Carroll, who was freed Thursday, said the insurgents were ''only trying to defend their country . . . to stop an illegal and dangerous and deadly occupation."
US Embassy spokeswoman Liz Colton declined comment, saying all queries regarding Carroll were being handled by her family and the Monitor.
The Monitor's editor, Richard Bergenheim, said that Carroll's parents, who spoke to her about the video, told him it was ''conducted under duress."
''When you're making a video and having to recite certain things with three men with machine guns standing over you, you're probably going to say exactly what you're told to say," Bergenheim told ABC's ''Good Morning America." He told NBC's ''Today" show that Carroll was ''emotionally fragile."

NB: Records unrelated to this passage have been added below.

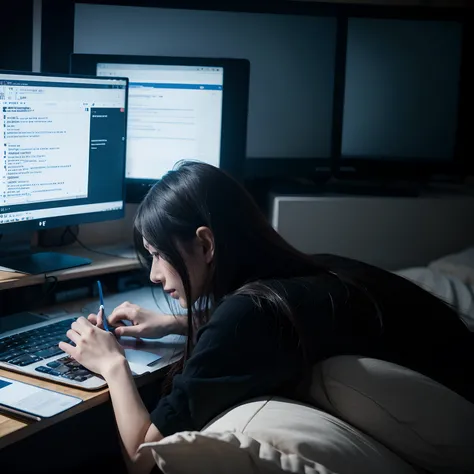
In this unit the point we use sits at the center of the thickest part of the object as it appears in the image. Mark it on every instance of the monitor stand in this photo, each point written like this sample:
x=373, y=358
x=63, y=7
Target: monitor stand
x=16, y=254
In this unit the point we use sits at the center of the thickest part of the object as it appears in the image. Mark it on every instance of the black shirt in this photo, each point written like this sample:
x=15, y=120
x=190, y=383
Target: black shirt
x=249, y=350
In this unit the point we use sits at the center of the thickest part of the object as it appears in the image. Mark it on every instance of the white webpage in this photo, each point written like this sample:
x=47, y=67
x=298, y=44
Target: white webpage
x=45, y=140
x=175, y=113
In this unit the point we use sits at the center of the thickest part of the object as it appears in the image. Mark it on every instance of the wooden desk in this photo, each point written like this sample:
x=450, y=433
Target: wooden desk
x=101, y=264
x=12, y=430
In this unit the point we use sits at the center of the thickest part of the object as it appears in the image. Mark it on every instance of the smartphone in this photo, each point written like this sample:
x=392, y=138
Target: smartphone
x=28, y=401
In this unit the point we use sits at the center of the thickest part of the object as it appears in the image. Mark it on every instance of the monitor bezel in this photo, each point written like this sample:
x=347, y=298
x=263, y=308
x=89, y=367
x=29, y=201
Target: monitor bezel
x=76, y=219
x=234, y=106
x=401, y=168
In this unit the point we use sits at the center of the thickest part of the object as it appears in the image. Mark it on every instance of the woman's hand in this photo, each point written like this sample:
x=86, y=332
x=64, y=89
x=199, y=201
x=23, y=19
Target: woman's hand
x=145, y=323
x=95, y=349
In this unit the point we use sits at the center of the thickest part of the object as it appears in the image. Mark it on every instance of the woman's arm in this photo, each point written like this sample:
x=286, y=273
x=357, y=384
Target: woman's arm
x=100, y=352
x=133, y=419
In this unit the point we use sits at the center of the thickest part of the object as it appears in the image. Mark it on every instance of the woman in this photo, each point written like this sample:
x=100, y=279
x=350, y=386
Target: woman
x=259, y=313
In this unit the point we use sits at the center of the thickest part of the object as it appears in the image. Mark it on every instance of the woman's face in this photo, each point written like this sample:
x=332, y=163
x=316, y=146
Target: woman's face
x=163, y=273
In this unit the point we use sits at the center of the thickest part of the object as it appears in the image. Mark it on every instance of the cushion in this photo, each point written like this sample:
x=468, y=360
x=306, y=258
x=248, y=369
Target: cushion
x=225, y=453
x=276, y=435
x=460, y=265
x=448, y=287
x=424, y=422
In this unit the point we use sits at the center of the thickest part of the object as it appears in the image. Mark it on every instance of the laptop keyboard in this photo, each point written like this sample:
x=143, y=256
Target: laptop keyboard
x=39, y=344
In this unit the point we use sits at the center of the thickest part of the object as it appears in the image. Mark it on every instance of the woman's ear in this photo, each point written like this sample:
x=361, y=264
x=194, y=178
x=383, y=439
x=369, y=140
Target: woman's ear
x=206, y=242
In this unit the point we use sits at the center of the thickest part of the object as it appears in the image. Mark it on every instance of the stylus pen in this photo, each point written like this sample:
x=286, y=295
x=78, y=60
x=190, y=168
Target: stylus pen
x=101, y=296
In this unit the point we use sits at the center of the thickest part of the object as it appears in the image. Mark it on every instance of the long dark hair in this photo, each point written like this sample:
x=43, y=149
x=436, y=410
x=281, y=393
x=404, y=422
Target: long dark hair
x=248, y=250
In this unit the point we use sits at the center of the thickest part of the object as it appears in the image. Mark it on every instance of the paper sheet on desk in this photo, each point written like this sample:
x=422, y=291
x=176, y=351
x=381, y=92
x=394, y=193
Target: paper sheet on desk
x=142, y=297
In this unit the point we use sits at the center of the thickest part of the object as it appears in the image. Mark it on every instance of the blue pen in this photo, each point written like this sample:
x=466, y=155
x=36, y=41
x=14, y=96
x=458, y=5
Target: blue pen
x=101, y=296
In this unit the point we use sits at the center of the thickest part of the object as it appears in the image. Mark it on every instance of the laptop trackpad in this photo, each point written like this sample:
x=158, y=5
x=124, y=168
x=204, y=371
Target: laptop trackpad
x=141, y=357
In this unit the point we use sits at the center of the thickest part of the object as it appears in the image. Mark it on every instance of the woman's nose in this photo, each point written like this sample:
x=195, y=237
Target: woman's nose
x=155, y=276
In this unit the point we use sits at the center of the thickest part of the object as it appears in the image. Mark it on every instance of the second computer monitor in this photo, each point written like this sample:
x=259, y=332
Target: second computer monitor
x=179, y=109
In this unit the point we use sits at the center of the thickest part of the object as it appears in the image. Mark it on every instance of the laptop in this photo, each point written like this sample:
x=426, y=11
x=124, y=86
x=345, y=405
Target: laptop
x=29, y=345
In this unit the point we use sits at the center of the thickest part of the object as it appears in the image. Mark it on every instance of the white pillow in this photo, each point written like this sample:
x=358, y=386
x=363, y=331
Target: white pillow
x=424, y=422
x=225, y=453
x=276, y=436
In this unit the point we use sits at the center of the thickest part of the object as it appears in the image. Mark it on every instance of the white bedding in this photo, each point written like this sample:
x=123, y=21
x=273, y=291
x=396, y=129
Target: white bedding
x=449, y=278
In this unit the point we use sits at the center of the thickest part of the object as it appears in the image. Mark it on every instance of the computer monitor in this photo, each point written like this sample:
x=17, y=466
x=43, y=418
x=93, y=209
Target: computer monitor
x=402, y=97
x=62, y=146
x=179, y=109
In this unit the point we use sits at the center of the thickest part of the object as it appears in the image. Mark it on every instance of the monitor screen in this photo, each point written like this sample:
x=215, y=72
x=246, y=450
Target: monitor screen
x=175, y=113
x=401, y=90
x=62, y=143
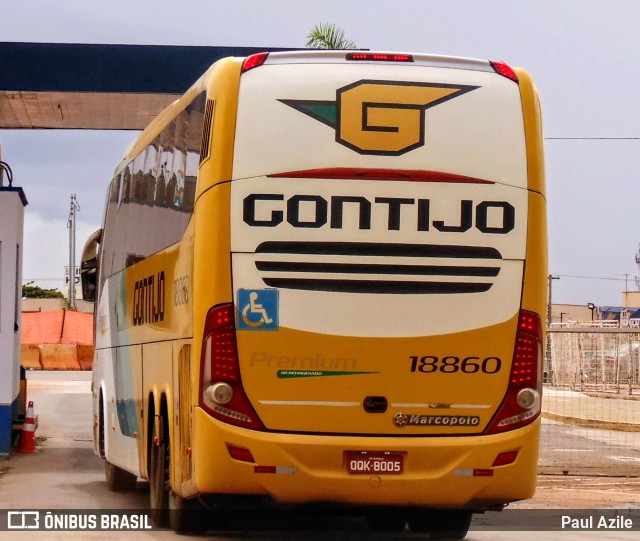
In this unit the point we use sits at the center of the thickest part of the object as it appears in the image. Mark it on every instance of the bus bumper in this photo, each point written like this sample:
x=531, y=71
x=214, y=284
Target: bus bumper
x=302, y=469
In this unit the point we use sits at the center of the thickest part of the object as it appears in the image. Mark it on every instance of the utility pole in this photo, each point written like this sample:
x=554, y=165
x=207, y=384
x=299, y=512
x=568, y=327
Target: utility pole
x=548, y=370
x=71, y=225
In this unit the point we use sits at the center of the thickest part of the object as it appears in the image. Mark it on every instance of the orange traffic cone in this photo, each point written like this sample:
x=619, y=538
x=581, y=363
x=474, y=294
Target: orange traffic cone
x=27, y=441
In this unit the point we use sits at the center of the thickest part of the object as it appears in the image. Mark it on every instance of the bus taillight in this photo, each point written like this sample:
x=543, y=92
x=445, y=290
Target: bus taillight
x=221, y=392
x=521, y=404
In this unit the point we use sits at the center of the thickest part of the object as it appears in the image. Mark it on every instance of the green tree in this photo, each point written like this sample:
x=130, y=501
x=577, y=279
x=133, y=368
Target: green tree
x=328, y=36
x=36, y=292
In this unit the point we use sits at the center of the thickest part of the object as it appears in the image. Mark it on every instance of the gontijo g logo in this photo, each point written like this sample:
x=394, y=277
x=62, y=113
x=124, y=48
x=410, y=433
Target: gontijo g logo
x=380, y=117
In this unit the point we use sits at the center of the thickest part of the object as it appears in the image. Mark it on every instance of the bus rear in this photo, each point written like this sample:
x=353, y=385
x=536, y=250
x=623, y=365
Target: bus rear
x=388, y=255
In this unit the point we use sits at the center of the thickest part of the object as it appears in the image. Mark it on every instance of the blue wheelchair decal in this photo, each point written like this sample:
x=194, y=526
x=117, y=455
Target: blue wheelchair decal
x=257, y=310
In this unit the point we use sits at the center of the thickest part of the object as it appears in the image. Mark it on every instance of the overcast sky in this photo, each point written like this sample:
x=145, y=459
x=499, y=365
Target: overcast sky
x=583, y=54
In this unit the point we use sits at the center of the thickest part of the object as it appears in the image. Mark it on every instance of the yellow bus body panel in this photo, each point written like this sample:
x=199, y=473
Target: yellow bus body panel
x=438, y=472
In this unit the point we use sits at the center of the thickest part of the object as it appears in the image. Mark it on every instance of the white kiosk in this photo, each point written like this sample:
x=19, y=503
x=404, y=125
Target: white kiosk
x=12, y=203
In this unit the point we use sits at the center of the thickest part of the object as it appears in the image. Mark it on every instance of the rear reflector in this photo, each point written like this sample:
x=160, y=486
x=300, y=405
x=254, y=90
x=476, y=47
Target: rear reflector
x=380, y=57
x=505, y=458
x=506, y=71
x=254, y=61
x=241, y=454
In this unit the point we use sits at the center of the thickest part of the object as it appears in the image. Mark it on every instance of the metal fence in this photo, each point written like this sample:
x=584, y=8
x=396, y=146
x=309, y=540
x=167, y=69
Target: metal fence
x=591, y=400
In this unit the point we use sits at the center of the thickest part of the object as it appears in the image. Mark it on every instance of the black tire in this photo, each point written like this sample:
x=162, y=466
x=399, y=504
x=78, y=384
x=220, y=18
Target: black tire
x=386, y=521
x=442, y=523
x=119, y=480
x=187, y=517
x=159, y=480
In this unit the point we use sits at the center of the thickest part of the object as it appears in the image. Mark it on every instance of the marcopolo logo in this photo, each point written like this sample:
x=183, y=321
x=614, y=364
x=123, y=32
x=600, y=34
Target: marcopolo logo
x=380, y=117
x=402, y=420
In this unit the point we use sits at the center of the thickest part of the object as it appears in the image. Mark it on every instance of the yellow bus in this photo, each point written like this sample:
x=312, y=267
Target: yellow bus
x=320, y=280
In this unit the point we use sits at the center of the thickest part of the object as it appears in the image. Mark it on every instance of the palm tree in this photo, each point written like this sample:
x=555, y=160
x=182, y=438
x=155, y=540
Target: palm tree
x=328, y=36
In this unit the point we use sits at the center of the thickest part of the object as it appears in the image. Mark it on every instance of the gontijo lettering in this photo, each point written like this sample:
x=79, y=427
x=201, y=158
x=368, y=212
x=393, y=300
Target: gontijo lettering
x=268, y=210
x=148, y=300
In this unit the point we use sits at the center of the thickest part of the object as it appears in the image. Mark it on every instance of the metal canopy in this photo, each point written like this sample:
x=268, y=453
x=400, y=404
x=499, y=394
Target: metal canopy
x=99, y=87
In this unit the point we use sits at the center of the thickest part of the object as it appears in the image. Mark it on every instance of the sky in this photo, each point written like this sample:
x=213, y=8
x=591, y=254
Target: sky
x=583, y=54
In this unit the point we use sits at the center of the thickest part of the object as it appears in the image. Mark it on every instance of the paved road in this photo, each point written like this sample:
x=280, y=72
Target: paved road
x=65, y=474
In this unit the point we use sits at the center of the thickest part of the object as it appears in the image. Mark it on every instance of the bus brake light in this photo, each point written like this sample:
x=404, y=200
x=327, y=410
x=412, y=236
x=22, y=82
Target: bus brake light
x=503, y=69
x=380, y=57
x=221, y=391
x=254, y=61
x=521, y=404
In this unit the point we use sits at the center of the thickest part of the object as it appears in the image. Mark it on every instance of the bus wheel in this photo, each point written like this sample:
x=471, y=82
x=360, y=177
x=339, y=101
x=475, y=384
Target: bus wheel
x=386, y=521
x=118, y=480
x=159, y=480
x=442, y=523
x=187, y=516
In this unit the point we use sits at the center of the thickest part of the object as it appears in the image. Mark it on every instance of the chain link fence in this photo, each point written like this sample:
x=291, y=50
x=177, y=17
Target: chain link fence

Carroll, a graduate of the University of Massachusetts at Amherst, was seized Jan. 7 in western Baghdad by gunmen who killed her Iraqi translator. She was dropped off Thursday at an office of the Iraqi Islamic Party, a Sunni Arab organization, and later escorted to the Green Zone by the US military.
At first, she was reluctant to go, but a Monitor writer in Baghdad, Scott Peterson, convinced her that it was safe, the newspaper said.
In the video, her abductors said they released Carroll because ''the American government met some of our demands by releasing some of our women from prison." The kidnappers, calling themselves the Revenge Brigades, had demanded the release of all female detainees in Iraq by Feb. 26 or Carroll would be killed.
US officials did release some female detainees at the time, but said it had nothing to do with the kidnappers' demands. On Thursday, US Ambassador Zalmay Khalilzad said the United States is still holding four women.